S. Hassani, Mathematical Physics, Springer

but it's also pretty advanced. I don't know the book by Boas very well, but it seems to be well received as an introductory textbook. Arfken&Weber seems to be more a reference than a usual textbook, because it's too brief on the proofs.

It's also useful to know, which particular subject(s) you want to learn at which level to give a more informed recommendation on textbooks.

 

[Rescy]

It's one of the best books on the subject ever written. Maybe, it's too advanced for a first encounter with "Mathematical Methods", but it's pretty useful also as a reference work for practitioners. A very good and comprehensive book, including a lot of "culture" besides the pure technical aspects is

S. Hassani, Mathematical Physics, Springer

but it's also pretty advanced. I don't know the book by Boas very well, but it seems to be well received as an introductory textbook. Arfken&Weber seems to be more a reference than a usual textbook, because it's too brief on the proofs.

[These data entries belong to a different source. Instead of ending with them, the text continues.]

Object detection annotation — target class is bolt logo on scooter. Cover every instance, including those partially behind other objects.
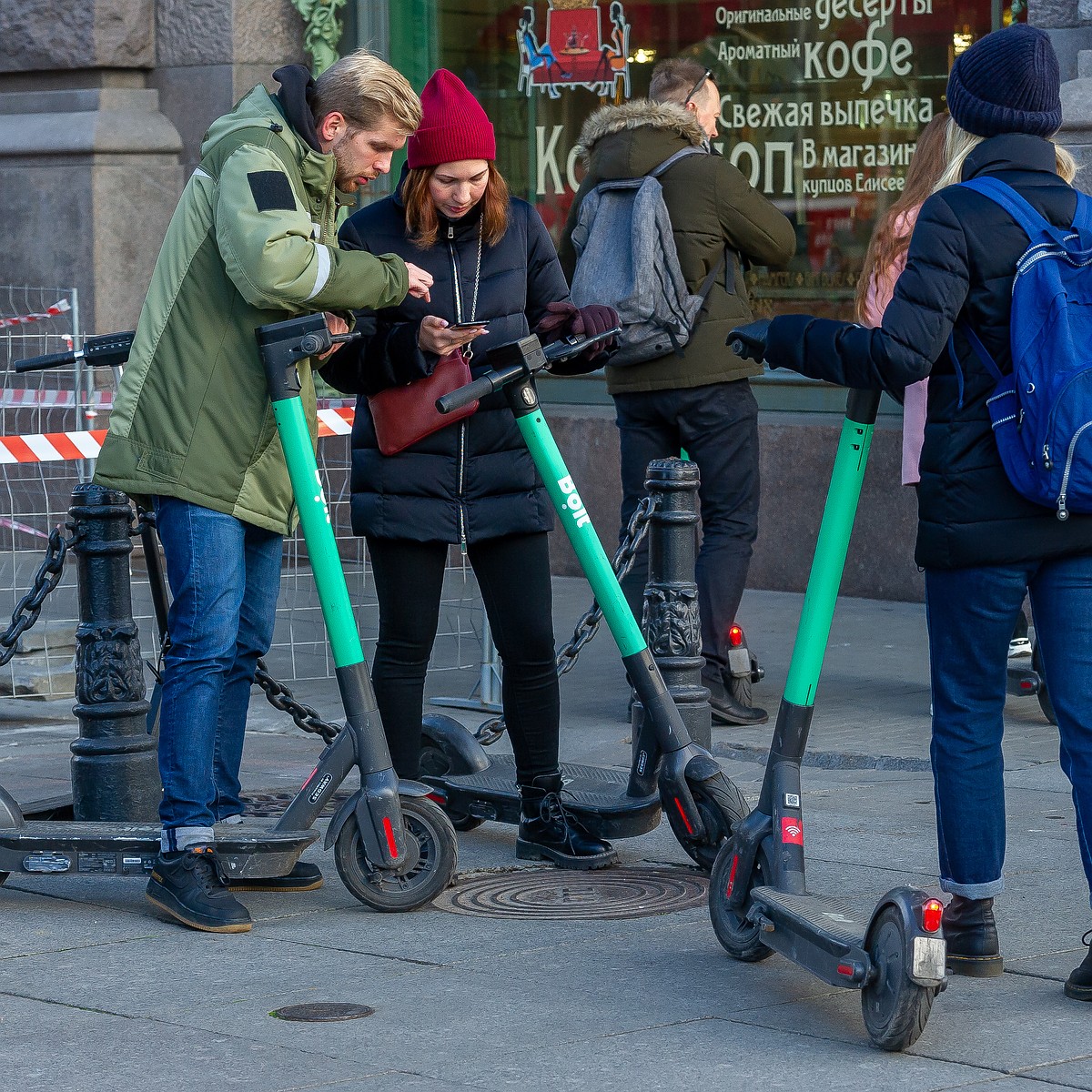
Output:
[709,382,945,1050]
[0,315,458,911]
[412,334,747,869]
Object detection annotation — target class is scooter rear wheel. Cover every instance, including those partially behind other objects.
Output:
[861,906,937,1050]
[660,774,750,873]
[334,796,459,912]
[709,839,774,963]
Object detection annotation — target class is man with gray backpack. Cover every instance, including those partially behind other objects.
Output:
[559,58,796,724]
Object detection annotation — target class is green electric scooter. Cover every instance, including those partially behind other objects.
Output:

It's also useful to know, which particular subject(s) you want to learn at which level to give a more informed recommendation on textbooks.

Thanks for your detailed reply!

I think I want to learn mathematical methods to a level which will enable me to understand graduate level physics. My current backgrounds are multivariable calculus, linear algebra and a bit of differential equation. I do not have understanding with regard to rigorous mathematics.

 

[vanhees71]

In my experience the most difficult subject for undergrads is vector calculus (div, grad, curl, and the integral laws by Gauss and Stokes). For this you usually find good summaries in textbooks on theoretical electromagnetism or fluid dynamics. A very good one is found in

A. Sommerfeld, Lectures on Theoretical Physics, vol. II (Fluid Dynamics)

You don't need to learn fluid dynamics to just read and understand this chapter on vector calculus. It's also not mathematically rigoros, but great to learn it for use in theoretical physics.

 

[George Jones]

S. Hassani, Mathematical Physics, Springer

There are two books by Hassani, the more introductory "Mathematical Methods for Students of Physics and Related Fields", and the more advanced "Mathematical Physics: A Modern Introduction to Its Foundations".

 

[vanhees71]

I don't know the former book, but if it is as good as the latter on the undergrad level, I'd think its one of the best sources to recommend!